A while later I walked back to where Hubert was. He was still very busy with his conversation. I decided to give him a bit more time because this was a rare opportunity for him to talk to a technician at a facility like this.

Back to the fish tank I went again. I found the funny looking fish and continued watching it. Yes, it was as boring as it sounds.

I was relieved when the time for the meeting finally got close and we had to leave. I had a good reason to pull Hubert away that he could not refuse.


Drone Integration – Part 6: The Funny Noise

As we climbed into the vehicle Hubert realized because of all the talking he had completely forgotten to get the drone component examined. He wanted to go back.

I told him ‘no’. We did not have enough time and I did not want to run late for the meeting. I was happy to have a good excuse for not going back because I did not want to stare at the fish tank any longer.

I asked if he had the contact information for his new friend, the technician. He nodded yes.

I suggested that he could do his own scans of the component and mail the data to the technician. I explained if the technician had all the data and results I thought it was possible he could analyze the data and give Hubert the information he wanted just as easily as if he had examined the component himself.

Hubert grumbled something about it not being the same. But he realized we did not have time to go back now.

After that, as usual, Hubert did not say much. There was mostly silence as the vehicle navigated by itself and took us towards the destination for the meeting.

About halfway to the meeting place there was a strange ‘clank’ sound from somewhere on the vehicle.

Promptly a big red message appeared on the screen warning us that an engine malfunction was detected and that the vehicle would attempt to stop for our safety. The vehicle parked itself immediately with a few more ‘clank’ sounds during the process. It then powered down.

A few seconds later one screen lit up and informed us that the vehicle’s rental agency was aware of the breakdown and confirmed that they were sending us a replacement.

I figured it would take a few minutes to arrive. Out of curiosity I asked Hubert if he had any idea what went wrong. He looked at me with a frown and said that he knew nothing about planetary vehicles.

For me it was one of those “What the actual…!!!” moments. I kept my thoughts to myself, but I was very tempted to ask him how he could work on sophisticated drone and spacecraft systems and not know anything about simpler planetary vehicles.

We sat in silence waiting for the other vehicle to arrive.

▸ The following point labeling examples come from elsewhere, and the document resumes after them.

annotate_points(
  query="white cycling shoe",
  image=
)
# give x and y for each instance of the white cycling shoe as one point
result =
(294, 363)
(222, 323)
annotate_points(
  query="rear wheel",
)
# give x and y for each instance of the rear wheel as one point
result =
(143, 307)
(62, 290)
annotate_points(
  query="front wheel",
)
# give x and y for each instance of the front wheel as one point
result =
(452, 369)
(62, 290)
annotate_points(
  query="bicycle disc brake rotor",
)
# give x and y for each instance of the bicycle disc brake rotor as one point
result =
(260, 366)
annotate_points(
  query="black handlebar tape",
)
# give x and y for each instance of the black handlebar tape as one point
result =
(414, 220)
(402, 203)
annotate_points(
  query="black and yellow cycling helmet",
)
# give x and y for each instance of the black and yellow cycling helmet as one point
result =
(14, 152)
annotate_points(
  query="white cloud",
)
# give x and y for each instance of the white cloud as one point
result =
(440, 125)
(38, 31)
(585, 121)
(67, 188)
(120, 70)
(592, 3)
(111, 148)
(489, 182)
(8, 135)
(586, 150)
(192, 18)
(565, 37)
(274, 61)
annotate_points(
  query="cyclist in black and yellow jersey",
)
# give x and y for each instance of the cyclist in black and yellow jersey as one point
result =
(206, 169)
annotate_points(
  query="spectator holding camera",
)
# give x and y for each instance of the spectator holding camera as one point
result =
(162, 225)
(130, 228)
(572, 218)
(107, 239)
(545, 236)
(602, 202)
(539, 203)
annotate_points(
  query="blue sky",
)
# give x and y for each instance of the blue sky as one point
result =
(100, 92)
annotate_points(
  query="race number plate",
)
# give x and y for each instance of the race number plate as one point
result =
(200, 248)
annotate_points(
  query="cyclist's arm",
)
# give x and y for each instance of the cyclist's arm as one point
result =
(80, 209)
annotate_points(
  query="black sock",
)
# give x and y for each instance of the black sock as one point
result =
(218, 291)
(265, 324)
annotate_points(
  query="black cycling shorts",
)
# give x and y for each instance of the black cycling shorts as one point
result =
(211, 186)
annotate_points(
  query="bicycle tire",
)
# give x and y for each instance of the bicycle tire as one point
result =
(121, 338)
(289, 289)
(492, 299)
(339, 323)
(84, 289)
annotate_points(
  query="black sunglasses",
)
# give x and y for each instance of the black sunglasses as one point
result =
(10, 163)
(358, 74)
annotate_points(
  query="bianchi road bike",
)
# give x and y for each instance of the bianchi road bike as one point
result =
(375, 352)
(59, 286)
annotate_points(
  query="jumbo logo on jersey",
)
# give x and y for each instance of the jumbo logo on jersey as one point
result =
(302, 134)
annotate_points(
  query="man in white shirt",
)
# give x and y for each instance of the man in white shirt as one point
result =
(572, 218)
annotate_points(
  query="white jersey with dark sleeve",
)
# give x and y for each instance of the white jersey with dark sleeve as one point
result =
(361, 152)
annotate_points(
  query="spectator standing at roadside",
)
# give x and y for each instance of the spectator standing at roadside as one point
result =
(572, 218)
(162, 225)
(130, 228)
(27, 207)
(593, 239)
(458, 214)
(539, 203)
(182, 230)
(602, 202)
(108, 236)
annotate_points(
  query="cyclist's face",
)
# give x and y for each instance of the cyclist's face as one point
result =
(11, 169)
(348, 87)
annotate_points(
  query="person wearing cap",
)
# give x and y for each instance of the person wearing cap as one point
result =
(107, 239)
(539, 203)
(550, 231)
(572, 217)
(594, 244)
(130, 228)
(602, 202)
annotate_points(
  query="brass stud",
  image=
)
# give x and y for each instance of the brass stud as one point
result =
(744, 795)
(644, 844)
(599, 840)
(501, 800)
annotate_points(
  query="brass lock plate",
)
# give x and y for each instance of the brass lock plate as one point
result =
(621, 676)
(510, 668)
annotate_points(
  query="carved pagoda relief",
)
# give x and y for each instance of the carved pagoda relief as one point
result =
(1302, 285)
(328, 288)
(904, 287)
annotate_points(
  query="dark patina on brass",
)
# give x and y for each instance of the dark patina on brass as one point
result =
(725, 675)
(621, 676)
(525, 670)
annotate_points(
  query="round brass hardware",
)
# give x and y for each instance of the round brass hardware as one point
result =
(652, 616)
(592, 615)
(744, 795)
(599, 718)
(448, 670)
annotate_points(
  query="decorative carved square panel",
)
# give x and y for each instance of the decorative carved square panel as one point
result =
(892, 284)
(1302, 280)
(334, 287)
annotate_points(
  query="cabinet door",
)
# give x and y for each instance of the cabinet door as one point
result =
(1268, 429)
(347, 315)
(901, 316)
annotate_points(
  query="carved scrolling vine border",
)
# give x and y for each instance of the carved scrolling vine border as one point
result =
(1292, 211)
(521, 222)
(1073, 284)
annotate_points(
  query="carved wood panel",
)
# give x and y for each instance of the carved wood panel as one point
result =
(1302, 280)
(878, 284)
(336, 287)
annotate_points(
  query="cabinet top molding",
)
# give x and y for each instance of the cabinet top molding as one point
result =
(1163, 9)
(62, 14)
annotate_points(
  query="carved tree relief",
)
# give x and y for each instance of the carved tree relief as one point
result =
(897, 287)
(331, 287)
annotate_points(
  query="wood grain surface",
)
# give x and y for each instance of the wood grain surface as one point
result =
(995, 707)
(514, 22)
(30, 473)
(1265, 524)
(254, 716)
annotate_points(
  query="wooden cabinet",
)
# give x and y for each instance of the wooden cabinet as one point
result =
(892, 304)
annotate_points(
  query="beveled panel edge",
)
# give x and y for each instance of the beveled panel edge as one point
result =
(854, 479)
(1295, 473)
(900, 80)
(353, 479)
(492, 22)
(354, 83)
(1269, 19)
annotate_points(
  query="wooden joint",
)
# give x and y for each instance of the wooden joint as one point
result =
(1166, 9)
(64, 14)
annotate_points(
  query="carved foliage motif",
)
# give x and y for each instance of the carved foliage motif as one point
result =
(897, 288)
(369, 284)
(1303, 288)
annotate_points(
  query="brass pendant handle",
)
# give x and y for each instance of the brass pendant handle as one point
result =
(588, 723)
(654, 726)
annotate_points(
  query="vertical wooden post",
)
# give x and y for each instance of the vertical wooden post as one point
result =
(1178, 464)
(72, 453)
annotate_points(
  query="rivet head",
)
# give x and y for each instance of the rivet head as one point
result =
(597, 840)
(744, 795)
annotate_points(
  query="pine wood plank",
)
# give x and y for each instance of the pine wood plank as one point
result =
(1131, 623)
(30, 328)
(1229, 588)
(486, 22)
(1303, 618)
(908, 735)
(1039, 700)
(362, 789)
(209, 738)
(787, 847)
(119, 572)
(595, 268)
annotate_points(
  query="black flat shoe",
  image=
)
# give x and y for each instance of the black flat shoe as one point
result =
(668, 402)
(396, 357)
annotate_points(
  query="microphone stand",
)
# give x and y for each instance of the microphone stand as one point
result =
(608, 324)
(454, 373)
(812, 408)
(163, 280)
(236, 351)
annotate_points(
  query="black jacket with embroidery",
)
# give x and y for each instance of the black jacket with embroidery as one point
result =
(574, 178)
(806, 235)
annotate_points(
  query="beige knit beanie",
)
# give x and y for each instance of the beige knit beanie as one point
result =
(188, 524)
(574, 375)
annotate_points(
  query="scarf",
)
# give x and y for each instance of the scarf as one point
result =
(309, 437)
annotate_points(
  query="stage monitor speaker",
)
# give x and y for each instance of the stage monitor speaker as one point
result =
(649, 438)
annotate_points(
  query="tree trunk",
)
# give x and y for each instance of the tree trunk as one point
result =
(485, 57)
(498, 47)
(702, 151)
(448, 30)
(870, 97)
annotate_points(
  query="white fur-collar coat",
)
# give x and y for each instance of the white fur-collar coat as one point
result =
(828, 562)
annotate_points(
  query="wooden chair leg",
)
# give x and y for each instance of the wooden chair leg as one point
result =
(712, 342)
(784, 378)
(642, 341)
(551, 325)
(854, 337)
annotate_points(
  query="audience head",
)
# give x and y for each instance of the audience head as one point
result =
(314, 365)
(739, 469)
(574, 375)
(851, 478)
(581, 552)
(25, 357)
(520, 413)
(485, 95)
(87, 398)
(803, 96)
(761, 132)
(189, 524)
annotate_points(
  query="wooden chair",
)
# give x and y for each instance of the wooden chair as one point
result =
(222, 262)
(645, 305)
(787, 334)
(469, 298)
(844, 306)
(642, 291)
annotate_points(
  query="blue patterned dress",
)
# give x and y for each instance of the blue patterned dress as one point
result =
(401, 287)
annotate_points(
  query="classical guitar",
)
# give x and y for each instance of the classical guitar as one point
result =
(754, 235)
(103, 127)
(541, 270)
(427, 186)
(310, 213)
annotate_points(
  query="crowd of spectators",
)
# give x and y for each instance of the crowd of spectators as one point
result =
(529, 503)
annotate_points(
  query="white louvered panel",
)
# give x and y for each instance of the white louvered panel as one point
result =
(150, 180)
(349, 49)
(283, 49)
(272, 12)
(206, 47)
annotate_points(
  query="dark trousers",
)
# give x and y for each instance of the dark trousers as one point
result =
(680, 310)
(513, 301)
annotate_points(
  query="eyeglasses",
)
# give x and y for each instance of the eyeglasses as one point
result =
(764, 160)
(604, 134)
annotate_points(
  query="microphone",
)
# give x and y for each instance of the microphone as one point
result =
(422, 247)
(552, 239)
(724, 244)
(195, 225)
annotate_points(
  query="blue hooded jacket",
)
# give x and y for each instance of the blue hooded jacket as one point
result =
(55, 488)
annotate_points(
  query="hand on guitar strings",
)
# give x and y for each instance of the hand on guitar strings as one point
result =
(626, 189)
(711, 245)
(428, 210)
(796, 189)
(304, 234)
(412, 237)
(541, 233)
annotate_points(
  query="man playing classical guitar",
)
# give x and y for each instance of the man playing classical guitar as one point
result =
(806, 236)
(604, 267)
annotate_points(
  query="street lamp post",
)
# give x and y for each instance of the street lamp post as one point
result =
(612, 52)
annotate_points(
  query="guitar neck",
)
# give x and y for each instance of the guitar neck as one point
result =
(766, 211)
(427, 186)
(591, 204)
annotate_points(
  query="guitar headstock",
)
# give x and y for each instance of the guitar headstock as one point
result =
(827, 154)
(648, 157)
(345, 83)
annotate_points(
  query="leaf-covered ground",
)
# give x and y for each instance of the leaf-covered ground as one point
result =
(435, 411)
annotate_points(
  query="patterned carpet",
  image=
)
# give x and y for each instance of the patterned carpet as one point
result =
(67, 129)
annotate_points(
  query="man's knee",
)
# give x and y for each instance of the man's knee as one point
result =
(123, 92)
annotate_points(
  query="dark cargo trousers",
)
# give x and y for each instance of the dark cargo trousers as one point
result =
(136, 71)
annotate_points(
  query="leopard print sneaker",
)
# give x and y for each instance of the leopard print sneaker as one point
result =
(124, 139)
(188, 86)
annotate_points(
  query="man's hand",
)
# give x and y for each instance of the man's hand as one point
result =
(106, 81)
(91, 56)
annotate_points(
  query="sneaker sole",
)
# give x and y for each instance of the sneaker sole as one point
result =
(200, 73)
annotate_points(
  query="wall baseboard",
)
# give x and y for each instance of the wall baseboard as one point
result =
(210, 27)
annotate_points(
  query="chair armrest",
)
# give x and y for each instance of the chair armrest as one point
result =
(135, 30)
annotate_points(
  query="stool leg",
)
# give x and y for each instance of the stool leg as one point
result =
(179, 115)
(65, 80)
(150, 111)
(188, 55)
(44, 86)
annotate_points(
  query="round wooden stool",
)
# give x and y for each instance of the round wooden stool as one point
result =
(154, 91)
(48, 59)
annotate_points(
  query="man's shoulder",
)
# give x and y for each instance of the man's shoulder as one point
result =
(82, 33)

About 10 minutes later the replacement vehicle arrived. It allowed us to board after scanning my identification and took us the rest of the way to our destination.

I decided to remember what happened and in future use it tease Hubert about not knowing how to work on vehicles.


Drone Integration – Part 7: The Client and the Tea Tea

Fortunately there were no problems with traffic or any other delays the rest of the route. We arrived at the meeting place a few minutes ahead of the arranged time. I would have hated to make a new client wait.

The meeting place itself was a generic looking restaurant that looked like it catered for lower cost meals. Looking through the windows I noticed there were only a few patrons inside, which was to be expected at this time of the day.

We walked in. Looking around I noticed a man sitting at a table in the back corner waving at us. I assumed it was the client and we approached.

When we got close to the table he stood up, greeted us and introduced himself as Magnus Crusher.

In response I greeted him back and introduced myself. Hubert did the same.

Magnus invited us to sit down and motioned for a waitron.

Hubert is quite courteous and will normally let others find their seats first. But this time he seemed unusually quick about picking the seat closest to the wall.

I took the remaining seat further away from the wall. The moment I sat down I instantly knew why Hubert had chosen his chair. I sat down in ‘something’. I was not sure what it was yet, but it was most likely something a previous customer had messed from their plate and the staff had missed it while cleaning after that person left.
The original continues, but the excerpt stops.